Allometric correlates of heat tolerance in birds: A test using quail breeds with extreme size variation

Birds and mammals are shrinking and shapeshifting as global temperatures rise. Ecogeographic rules predict that such changes should ease heat stress by increasing surface-area-to-volume ratios, and thus, the capacity for heat exchange. This has led to the hypothesis that body size reductions are driven by thermoregulatory selection or adaptive plasticity, although recent syntheses point to more complex, multifactorial causes. Crucially, recent theoretical models predict that thermoregulatory benefits of smaller body size only emerge at extreme deviations from average phenotypes. Here, we exploit agricultural selection in Japanese quail to directly test this hypothesis, using three breeds spanning extreme differences in body mass, surface area, and relative appendage lengths.
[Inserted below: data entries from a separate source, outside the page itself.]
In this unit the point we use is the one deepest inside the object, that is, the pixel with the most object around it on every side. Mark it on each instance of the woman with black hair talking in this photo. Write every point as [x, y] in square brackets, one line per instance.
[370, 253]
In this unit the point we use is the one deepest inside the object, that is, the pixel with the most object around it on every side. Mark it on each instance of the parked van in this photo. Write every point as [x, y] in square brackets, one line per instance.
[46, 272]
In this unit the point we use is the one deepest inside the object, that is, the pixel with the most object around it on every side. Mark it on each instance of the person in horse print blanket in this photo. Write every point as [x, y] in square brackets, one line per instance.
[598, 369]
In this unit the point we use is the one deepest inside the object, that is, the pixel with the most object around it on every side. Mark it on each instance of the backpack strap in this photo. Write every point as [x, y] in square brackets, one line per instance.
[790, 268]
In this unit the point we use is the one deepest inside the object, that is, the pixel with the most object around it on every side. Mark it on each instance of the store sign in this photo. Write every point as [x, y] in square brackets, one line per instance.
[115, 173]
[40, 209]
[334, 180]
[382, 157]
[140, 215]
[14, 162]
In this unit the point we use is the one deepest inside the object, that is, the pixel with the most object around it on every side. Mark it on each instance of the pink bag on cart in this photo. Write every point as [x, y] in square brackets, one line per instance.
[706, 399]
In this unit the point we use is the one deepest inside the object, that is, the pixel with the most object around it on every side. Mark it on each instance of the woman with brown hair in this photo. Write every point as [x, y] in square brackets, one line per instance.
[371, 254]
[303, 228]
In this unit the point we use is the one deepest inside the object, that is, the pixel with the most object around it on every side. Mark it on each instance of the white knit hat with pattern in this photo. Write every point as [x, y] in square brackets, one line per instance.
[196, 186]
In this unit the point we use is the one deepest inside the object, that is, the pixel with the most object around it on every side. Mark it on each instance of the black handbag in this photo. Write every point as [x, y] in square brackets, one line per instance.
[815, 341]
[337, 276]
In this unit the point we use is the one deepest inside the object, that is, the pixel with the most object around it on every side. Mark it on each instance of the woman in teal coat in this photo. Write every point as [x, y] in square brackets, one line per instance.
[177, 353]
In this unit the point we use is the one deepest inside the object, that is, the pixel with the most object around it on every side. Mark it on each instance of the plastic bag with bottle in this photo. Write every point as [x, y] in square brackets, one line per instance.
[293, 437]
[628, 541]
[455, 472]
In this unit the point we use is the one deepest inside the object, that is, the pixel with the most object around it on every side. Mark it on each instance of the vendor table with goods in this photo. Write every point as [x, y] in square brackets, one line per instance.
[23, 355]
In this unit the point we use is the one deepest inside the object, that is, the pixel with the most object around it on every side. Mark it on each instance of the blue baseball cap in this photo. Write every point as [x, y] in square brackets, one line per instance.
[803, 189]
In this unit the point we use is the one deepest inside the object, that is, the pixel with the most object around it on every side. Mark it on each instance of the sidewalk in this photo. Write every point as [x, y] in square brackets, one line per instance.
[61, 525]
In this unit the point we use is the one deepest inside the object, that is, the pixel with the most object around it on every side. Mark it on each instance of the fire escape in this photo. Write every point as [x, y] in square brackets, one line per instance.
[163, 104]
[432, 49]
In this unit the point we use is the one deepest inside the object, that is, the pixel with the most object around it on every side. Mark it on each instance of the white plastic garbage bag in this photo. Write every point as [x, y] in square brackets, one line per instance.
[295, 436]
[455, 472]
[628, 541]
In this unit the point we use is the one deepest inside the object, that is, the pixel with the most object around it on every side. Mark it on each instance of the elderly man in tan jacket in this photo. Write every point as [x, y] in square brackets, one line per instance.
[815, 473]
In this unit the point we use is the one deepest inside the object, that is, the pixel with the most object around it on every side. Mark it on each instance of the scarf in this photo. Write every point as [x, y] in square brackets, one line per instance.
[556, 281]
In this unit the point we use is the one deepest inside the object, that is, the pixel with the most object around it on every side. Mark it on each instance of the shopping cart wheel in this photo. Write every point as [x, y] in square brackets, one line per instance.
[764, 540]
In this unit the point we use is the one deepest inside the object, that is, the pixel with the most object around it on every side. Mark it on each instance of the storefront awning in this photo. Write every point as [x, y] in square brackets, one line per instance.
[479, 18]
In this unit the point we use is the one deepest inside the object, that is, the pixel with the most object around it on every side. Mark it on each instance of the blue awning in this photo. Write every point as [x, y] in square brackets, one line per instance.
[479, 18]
Evaporative cooling capacity and the scope for evaporative water loss broadly followed allometric predictions when contrasting small and larger breeds. As expected, this allowed the smallest breed to tolerate higher air temperatures. However, differences in heat tolerance limits between breeds were consistently much smaller than predicted. Additionally, the breadth of thermoneutral zones overlapped in full, and upper critical temperatures were remarkably similar, between breeds. Together, these results show that heat tolerance is only weakly linked to surface-area-to-volume relationships and cannot be explained by size alone. Thus, although smaller bodies may modestly enhance heat dissipation when size variation in a population is substantial, our findings suggest that recent body size reductions and morphological shifts are unlikely to be driven primarily by thermoregulatory benefits.